In 1979, Dr. Fitzgerald enrolled in the M.A. in Counseling Psychology program at what was then the Alfred Adler Institute. He completed his Master’s practicum at the Dreikurs Psychological Services Center and at St. Joseph Hospital’s Community Mental Health Center. His practicum supervisors included Sherwood Perman and Seymour Schneider. His instructors at the Adler Institute also included Robert Powers and Jane Griffith, Ronald Forgus, and Leo Lobl; and his training therapy was with Dr. Bina Rosenberg. He learned Life Style assessment from Dr. Shulman, using Shulman’s and Mosak’s adaptation of Rudolf Dreikurs’ Life Style Assessment format, which was still in use at St. Joseph’s. He received his Master’s degree in 1986, and left St. Joseph to work in long-term residential care and community mental health settings, before becoming a youth and family crisis worker and employee assistance counselor with the Village of Orland Park in 1989. In 1991, Dr. Fitzgerald returned to the Adler School of Professional Psychology to work on the relatively new Doctor of Psychology degree.

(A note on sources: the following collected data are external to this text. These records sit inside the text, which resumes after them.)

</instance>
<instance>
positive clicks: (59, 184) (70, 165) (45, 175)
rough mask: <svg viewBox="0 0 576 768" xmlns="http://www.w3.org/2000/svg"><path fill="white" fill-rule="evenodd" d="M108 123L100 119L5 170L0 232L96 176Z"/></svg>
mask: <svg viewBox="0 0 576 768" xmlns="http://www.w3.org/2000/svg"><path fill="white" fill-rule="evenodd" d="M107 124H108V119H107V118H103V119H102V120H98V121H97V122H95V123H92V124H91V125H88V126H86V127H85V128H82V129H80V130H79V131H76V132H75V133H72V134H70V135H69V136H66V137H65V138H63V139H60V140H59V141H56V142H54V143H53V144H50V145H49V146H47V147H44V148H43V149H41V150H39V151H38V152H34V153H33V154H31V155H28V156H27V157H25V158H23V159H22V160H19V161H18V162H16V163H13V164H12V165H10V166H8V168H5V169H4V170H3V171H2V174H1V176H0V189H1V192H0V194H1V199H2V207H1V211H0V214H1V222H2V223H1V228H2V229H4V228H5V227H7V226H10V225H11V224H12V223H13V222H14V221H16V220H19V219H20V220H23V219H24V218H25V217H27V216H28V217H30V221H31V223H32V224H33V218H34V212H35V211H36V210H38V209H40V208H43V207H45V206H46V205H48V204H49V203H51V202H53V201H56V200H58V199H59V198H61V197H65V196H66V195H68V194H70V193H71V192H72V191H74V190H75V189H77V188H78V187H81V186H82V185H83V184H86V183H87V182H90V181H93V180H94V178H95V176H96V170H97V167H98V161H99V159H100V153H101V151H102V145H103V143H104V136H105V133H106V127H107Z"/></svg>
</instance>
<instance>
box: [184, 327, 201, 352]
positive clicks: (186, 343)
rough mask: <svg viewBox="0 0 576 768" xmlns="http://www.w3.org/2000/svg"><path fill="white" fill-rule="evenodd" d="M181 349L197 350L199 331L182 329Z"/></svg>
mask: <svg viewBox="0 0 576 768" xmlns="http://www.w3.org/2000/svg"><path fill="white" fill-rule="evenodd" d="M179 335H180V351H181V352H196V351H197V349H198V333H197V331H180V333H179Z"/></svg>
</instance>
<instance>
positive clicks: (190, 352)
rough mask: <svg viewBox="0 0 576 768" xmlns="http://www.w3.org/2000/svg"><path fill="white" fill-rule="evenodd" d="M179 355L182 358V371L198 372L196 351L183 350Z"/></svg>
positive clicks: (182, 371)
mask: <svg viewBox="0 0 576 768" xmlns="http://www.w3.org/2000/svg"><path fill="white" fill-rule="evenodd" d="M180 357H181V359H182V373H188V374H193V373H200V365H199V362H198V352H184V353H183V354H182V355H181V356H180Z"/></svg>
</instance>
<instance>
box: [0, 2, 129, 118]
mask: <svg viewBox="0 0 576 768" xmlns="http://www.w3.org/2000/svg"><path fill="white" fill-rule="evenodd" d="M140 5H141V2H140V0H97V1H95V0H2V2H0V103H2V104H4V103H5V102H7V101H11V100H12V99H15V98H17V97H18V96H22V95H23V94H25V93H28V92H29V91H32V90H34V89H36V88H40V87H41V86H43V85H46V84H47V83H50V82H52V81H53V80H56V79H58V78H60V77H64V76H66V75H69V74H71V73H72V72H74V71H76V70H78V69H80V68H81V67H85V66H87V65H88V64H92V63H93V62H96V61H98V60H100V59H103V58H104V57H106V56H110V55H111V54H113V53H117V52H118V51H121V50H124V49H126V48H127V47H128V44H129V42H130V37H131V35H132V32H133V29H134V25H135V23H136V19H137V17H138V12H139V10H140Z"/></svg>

In the Psy.D. Program, Dr. Fitzgeraldl’s classmates included Dr. Mark Bilkey, and his instructors included Jon Carlson and Mark Stone. He completed the Certificate in Cognitive-Behavioral Therapy taught by Arthur Freeman. This program combined Adlerian psychology with Aaron Beck’s Cognitive Therapy into an evidence-based form of treatment that remained true to Adlerian principles.

Following his graduation in 1997, Dr. Fitzgerald worked at Grand Prairie Services in Flossmoor, Illinois, and then with several Employee Assistance programs including the Federal Occupational Health program and Perspectives EAP, where he became the clinical director. He has also been active in the local chapter of the Employee Assistance Professionals Association and continues to serve as Secretary of the chapter.

In 2008, after supervising Adler students on their practicum placements at Perspectives, Dr. Fitzgerald returned to the Adler School of Professional Psychology as an adjunct faculty member in the Master of Arts in Counseling and Organizational Psychology program. He became a full-time faculty member in that program in 2009, and became Director of Master’s Training in 2010. He continues as Director of Training while teaching courses in a number of programs (including a number of the Adlerian psychology courses) and serving as one of the faculty advisory members of the Center for Adlerian Study and Research.

Dr. Fitzgerald currently maintains a private practice in Chicago and Hinsdale, Illinois, where he works with individual, couples, and families, using Adlerian and cognitive-behavioral approaches. He is also a qualified Substance Abuse Professional and works closely with a number of employee assistance programs providing workplace services and substance abuse assessments. His areas of interest include organizational applications of Adlerian psychology, Adlerian psychology as applied to substance use disorders, and Adlerian family and couple counseling. He is a Licensed Clinical Psychologist and a Licensed Clinical Professional Counselor, as well as a Certified Employee Assistance Professional.